After the liberation, there were quick efforts to re-establish academic excellence. Max Planck spent his last years in town, and Werner Heisenberg (yes, the man of uncertainty principle fame) took over as president of the local Academy of Sciences. In the 1950s, Göttingen also hosted some of the country's foremost film studios. So if you get to watch a West German movie from that period, you may get a glimpse of the local scenery as it looked back then. In the 1960s and 1970s a number of surrounding villages officially joined the city.
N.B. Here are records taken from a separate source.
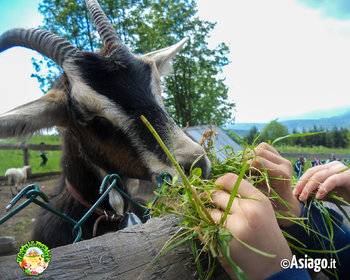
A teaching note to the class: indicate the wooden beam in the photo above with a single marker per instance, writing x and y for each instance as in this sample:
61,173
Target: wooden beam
127,254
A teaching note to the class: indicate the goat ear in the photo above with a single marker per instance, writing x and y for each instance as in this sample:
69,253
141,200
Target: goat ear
45,112
163,57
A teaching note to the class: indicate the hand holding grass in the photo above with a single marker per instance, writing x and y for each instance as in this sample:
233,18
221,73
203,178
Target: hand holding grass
252,220
333,176
280,170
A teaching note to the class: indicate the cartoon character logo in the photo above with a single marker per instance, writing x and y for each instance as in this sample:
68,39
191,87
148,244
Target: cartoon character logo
33,258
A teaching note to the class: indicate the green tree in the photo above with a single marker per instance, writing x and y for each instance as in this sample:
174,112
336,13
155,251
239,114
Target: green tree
252,134
194,92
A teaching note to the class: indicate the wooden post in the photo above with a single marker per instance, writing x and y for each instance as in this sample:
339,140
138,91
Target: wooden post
128,254
25,156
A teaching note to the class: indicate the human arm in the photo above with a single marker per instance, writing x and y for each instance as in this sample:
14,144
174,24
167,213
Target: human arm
333,176
252,221
280,171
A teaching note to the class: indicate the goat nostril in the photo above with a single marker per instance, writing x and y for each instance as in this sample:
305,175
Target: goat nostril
203,164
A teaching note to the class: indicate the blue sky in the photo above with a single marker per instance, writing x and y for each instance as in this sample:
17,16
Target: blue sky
288,57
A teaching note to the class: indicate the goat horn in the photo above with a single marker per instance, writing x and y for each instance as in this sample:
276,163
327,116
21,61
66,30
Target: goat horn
44,42
103,25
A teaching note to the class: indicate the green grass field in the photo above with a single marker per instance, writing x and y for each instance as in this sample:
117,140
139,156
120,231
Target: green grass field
14,158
Today, the population is about 120,000, roughly a quarter of them university students. The last significant change came with the reunification about a decade ago. Until 1990, Göttingen was located very close to the East German border and thus on the very periphery of West Germany. Since the fall of the wall, many lost connections have been re-established, and today Göttingen is once again one of the most prominent places in the country's heartland.

If you receive a Ph.D. here, do not forget to kiss the "Gänseliesel," the girl statue on the fountain in front of the old city hall – it's the local custom for those who have earned a doctorate. Until very recently, you would have even committed a rebellious act. For some reason nobody can remember, kissing the statue was technically outlawed in 1926. In practice, no one ever cared, and the custom was formally re-legalized in 2001. We hope that you will enjoy your stay, get to love the city and be eager to return once you have to leave. Heinrich Heine once claimed that Göttingen looks most beautiful when you turn your back to it. We hope you will disagree!